Board ban protesters make feelings clear outside Taos
The group that’s protesting the snowboarding ban at three well-known Western ski resorts has found an eye-catching way to spread its message at Taos, N.M.
The group called Free the Snow unveiled a 12-by-24-foot billboard last week along Highway 285, the main artery for traffic into Taos from Santa Fe and Albuquerque. The billboard is about 45 minutes outside of Taos, but it’s seen by virtually everyone traveling to the ski resort, said Matt Kreitman, who is heading the protest.
Free the Snow is lobbying the U.S. Forest Service to require Taos, Aspen Mountain and Alta, Utah, to open their slopes to snowboarders. The group claims the prohibition is an unjustified form of discrimination.
Since the three resorts are at least partially located on national forest, Free the Snow members argue, they shouldn’t be able to close their slopes to riders. And since the Forest Service handles annual operating permits for the resorts, opponents of the ban are trying to enlist the support of the feds.
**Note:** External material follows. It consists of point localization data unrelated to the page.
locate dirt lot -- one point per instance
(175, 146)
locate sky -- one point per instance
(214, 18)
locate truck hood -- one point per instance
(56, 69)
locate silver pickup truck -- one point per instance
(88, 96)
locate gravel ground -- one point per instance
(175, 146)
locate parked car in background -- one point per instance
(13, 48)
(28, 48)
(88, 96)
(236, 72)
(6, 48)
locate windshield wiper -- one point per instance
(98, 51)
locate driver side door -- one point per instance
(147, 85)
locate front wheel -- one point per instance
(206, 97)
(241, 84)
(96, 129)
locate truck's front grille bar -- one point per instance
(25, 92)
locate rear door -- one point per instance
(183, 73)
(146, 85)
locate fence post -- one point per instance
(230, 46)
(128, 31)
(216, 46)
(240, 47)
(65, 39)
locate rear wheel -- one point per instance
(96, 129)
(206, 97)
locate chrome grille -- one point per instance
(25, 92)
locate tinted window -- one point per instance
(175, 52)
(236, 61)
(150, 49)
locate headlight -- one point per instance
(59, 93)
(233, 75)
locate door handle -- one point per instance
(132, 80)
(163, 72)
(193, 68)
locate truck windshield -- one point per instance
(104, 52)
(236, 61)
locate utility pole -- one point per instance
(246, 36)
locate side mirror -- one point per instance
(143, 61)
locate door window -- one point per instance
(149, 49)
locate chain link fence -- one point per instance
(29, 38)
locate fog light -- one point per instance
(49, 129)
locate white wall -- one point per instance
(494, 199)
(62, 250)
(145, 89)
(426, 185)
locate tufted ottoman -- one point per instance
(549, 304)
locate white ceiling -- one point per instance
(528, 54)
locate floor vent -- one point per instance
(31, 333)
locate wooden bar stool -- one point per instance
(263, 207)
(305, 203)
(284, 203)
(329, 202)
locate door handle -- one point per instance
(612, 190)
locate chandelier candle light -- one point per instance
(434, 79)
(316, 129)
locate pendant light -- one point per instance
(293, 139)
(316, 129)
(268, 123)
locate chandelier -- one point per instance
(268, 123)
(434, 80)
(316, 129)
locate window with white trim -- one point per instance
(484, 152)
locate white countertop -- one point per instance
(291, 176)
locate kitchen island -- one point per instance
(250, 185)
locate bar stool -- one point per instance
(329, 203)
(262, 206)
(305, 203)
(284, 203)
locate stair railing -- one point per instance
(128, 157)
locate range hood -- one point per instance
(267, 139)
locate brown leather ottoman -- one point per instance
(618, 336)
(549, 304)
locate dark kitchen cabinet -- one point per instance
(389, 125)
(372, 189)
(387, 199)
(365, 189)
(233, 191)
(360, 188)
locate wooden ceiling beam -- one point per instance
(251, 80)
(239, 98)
Skico officials acknowledge the ban is a form of discrimination – but a legal form. Banning riders is a strategic business decision, they say.
Free the Snow’s billboard targeting Taos will remain erect throughout the ski season, according to Kreitman. Heelside, a snowboard boot maker, is sponsoring the effort, which costs $450 per month, Kreitman said.
The billboard says, “Free Taos” and lists the http://www.freethesnow.com Web site. It also carries the Heelside logo.
Along with capturing the attention of travelers, Free the Snow’s billboard gained publicity for the issue when newspapers and television stations in New Mexico covered its unveiling.
The group won’t be able to use a billboard to support its cause in Aspen. Billboards are legally banned and popularly despised in Pitkin County. Kreitman hopes to gain publicity in other ways. He scouted out support for sponsorships last week at an industry conference in Whistler/Blackcomb, B.C., sponsored by the transWorld Snowboarding magazine.
Kreitman said he is trying to convince a sponsor to underwrite the cost of running advertisements on RFTA buses this winter. Those ads would likely say “Free Ajax” and display the Web site address.
Free the Snow has been trying to keep its campaign visible in Aspen by distributing “Free Ajax” bumper stickers. About 500 of the stickers have been handed out by Pride Snowboard Shop. The shop’s co-owner, Larry Madden, is supporting Free the Snow’s local efforts.